Melville considered Le Trou, as “the greatest French film of all time". Nearly 60 years after being made, it remains without any doubt one of Becker’s most beautiful films and a model of direction.
Le Trou is released on blu-ray disc on 21st August by Studio Canal.
The film is presented in a glorious new 4K transfer, respecting the original 1.66:1 ratio, which does justice to Ghislain Cloquet’s (Tess) extraordinarily minimalist black & white cinematography. The amount of grain is perfectly adequate and I haven’t noticed any defects during viewing. Great job from Studio Canal.
On the sound side, the Blu-ray disc only offers a very efficient Mono French track, with optional English subtitles, especially during the digging sequences.
On the bonus side, the disc offers five very interesting extras:
Interview with Ginette Vincendeau (7 min)

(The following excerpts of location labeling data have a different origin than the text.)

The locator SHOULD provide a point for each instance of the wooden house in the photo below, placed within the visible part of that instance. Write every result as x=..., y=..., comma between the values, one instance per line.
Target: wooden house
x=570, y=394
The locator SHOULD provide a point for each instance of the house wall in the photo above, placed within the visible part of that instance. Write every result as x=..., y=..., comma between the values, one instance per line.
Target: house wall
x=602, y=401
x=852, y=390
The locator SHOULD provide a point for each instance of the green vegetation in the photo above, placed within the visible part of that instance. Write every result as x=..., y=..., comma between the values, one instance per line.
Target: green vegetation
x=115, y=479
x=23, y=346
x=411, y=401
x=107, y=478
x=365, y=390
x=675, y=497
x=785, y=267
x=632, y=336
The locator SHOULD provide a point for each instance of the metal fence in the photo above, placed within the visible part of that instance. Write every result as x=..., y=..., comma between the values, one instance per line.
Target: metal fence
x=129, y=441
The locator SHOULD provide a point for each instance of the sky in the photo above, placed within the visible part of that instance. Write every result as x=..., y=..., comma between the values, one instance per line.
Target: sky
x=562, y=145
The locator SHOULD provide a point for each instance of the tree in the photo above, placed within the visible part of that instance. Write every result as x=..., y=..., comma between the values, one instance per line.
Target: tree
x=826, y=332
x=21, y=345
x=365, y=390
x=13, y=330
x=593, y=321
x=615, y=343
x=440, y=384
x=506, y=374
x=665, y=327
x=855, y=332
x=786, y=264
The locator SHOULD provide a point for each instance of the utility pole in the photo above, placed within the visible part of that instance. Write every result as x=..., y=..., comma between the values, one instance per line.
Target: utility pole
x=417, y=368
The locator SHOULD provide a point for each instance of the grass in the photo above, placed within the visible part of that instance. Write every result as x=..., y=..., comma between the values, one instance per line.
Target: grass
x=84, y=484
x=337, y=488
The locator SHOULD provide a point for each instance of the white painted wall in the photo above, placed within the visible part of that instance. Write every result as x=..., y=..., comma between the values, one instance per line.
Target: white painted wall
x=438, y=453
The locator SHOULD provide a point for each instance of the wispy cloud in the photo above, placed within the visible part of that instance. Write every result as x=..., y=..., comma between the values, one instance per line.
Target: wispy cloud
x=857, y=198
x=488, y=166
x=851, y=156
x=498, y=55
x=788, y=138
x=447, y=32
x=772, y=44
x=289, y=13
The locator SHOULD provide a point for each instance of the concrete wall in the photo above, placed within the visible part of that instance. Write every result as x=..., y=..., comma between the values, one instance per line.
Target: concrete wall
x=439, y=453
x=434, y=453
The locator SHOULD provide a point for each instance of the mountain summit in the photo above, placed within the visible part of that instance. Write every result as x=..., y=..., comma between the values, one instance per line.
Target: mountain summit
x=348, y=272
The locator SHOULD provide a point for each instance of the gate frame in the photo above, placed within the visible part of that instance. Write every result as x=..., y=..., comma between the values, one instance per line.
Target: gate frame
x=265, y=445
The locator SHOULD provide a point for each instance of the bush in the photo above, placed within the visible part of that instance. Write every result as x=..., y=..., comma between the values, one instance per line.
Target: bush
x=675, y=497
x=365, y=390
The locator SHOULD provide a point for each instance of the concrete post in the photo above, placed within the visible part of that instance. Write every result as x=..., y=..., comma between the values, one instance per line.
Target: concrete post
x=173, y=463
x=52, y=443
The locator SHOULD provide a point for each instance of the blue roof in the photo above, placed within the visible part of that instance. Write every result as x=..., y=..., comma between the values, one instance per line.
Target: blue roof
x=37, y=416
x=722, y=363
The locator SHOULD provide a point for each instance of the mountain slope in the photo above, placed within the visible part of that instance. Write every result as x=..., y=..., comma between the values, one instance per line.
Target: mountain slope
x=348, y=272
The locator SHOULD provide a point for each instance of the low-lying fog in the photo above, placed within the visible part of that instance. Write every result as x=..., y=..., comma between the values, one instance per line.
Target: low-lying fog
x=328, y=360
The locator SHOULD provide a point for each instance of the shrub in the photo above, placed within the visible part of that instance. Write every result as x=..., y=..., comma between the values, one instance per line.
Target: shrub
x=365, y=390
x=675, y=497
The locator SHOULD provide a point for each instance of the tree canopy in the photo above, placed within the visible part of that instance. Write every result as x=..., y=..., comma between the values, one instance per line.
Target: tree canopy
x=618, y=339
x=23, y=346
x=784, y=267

Ginette Vincendeau is a professor of Film Studies at King's College London. In this new interview, in English, she explains what Le Trou is about, how Becker and Giovanni decided to work together, the link between the movie and Giovanni’s life, the cast assembled by Becker, the level of realism of the film, Becker’s talent in the identification to the characters despite the fact that they are criminal. This is, as usual with Vincendeau, a very insightful interview full of interesting facts and anecdotes.
Interview with Jean Becker (20 min)
Jean Becker is Jacques Becker’s son and a director himself of such films as One Deadly Summer in 1983 and My Afternoons with Margueritte in 2010. In this new interview, in French with English subtitles, cut with extract of a French programme shot at the time of release, the director, who was Assistant Director on Le Trou, explains his work on the film, the character played by Kéraudy (referred throughout the extras as Roland), the other actors, the noise in prisons at the time, the realism of the cell which impacted on the filming, Cloquet’s cinematography, how the spy-hole shots were created, his father’s death after editing the film, his father’s views on the New Wave, and his uncredited role.
Both interviews with Vincendeau and Becker contain spoilers and it is recommended to watch them after viewing the film.
Interview with Philippe Leroy (6 min)
In this fairly recent interview, in Italian with English subtitles, the actor explains how he got involved in the film, his role in the movie, the other actors and the success of the movie. This is a brief extra more interesting for Leroy’s anecdotes about the beginning of his career.
Interview with Jean Kéraudy (7 min)
This is the French programme used at the beginning of Jean Becker’s interview, in French with English subtitles, in which the former inmate tells his story (including his real name), his 10 attempts to escape prison, his ‘normal life’, his role in the film. This is a promotional interview for the release of the film but it remains an interesting extra.
L’envers du décor (33 min)
L’envers du décor literally means ‘behind-the-scenes’ in French. This is an extra, in French with English subtitles, produced at the time of the first release of Le Trou on DVD by Studio Canal, hence the sometimes annoying reframing of the image of the interviews. It features long extracts of the film and interviews of notably Giovanni and Michel. This extra is sometimes a bit redundant with the other extras but still worth watching for the additional interviewees and the pictures taken on the set.